Talbot
Before the Embrace of Talbot Klann
Born August 2, 1940 in the Republic of Ireland, County Clare, town of Ennis.
His biological father was a German who had married a young Irish woman before World War
II—a man who chose sides that didn’t belong to him. He aided the Irish Republican Army (IRA)
against the British. Talbot’s father died shortly after the war ended, under unclear circumstances.
In the early 1950s, Talbot would get ‘runner’ messenger jobs because of his father’s connections
with the IRA. His mother would not allow guns in the house. Talbot heard rumors of his father
suppling guns to the IRA during the war years. As a result, Talbot had to learn how to
bareknuckle brawl and use a blade or cudgel. By his mid-teens, his mother no longer felt
comfortable dealing with her deceased German husband’s legacy. She also feared for Talbot’s
involvement with the IRA and how the British were placing the Irish in internment without trial.
She relocated to New York, USA. They settled in Washington Heights, NYC. The area, at the
time, had a middle-class neighborhood with many Irish and Eastern European immigrants.
Talbot’s mother met an Irish-American and remarried. That relationship produced a step-sister,
Molly O'Connor, in 1960, 20 years to the day of his birth. Throughout the 1960s and 1970s,
many white residents left the neighborhood for nearby suburbs as the Latino populations
increased.
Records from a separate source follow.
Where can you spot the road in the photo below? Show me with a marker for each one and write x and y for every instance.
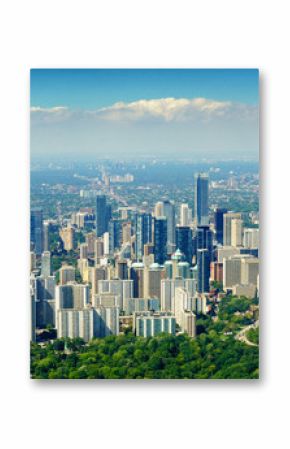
(241, 336)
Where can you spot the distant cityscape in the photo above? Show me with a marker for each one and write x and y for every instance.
(113, 252)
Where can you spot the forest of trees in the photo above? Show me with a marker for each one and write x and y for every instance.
(213, 354)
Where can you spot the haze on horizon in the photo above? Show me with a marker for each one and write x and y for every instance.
(187, 113)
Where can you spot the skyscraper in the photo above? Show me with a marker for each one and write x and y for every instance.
(101, 215)
(227, 227)
(169, 213)
(201, 199)
(143, 233)
(184, 241)
(36, 229)
(204, 239)
(160, 240)
(219, 224)
(203, 270)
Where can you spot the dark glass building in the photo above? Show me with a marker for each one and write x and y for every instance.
(219, 224)
(143, 233)
(184, 242)
(36, 229)
(203, 270)
(102, 215)
(201, 199)
(204, 239)
(160, 240)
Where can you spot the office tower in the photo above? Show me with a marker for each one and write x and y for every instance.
(201, 199)
(148, 249)
(204, 239)
(90, 241)
(106, 240)
(236, 232)
(185, 215)
(68, 237)
(122, 269)
(169, 214)
(67, 273)
(137, 276)
(143, 233)
(249, 270)
(36, 230)
(251, 238)
(46, 236)
(44, 287)
(160, 240)
(83, 251)
(150, 324)
(126, 232)
(227, 227)
(88, 323)
(219, 224)
(232, 271)
(102, 215)
(32, 260)
(45, 264)
(97, 274)
(115, 235)
(184, 241)
(83, 266)
(216, 271)
(152, 280)
(168, 287)
(158, 210)
(122, 288)
(99, 250)
(185, 318)
(132, 305)
(105, 300)
(72, 296)
(203, 270)
(183, 270)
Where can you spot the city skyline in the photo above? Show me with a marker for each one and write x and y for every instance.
(145, 113)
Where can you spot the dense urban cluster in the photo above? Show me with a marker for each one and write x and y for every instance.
(184, 276)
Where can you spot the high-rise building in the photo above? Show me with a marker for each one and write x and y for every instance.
(160, 240)
(150, 324)
(204, 239)
(88, 323)
(83, 251)
(203, 270)
(72, 296)
(143, 233)
(115, 235)
(237, 232)
(219, 224)
(251, 238)
(36, 229)
(46, 264)
(68, 237)
(185, 215)
(227, 227)
(201, 199)
(101, 215)
(137, 276)
(184, 241)
(169, 213)
(120, 287)
(67, 273)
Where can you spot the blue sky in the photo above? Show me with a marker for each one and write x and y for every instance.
(160, 112)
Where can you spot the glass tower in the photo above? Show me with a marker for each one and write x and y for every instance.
(201, 199)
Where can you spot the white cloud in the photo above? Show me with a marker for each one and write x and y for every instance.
(161, 109)
(167, 109)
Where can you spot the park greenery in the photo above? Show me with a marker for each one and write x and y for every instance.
(213, 354)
Early in the 1960s, his Step-father moved the family to Rockaway Park, a
neighborhood in the New York City borough of Queens.
The age difference between Molly, Talbot, and his mother caused minor problems. Was Molly
really an ‘oops-baby’ or where they covering for Talbot and a bastard child. Both his Step-father
and mother worked. Talbot spent a lot of time caring for Molly, adding to the speculation.
Talbot’s evenings out would sometimes lead to physical altercations as he was bullied as a
bastard daddy. As a matter of course, he also would stick up for women being inappropriately
approached by intoxicated men. Talbot’s ability to hold his own in a fight got the attention of the
local Italian crime families. While Talbot would occasionally help out, he never really was
employed or indebted to anyone. He was never arrested or detained regarding either his fighting
or his associations.
With the attention Talbot gave Molly, she was almost his daughter. She looked up to him more
than her father. Molly and Talbot celebrated their last birthday together in August of 1969.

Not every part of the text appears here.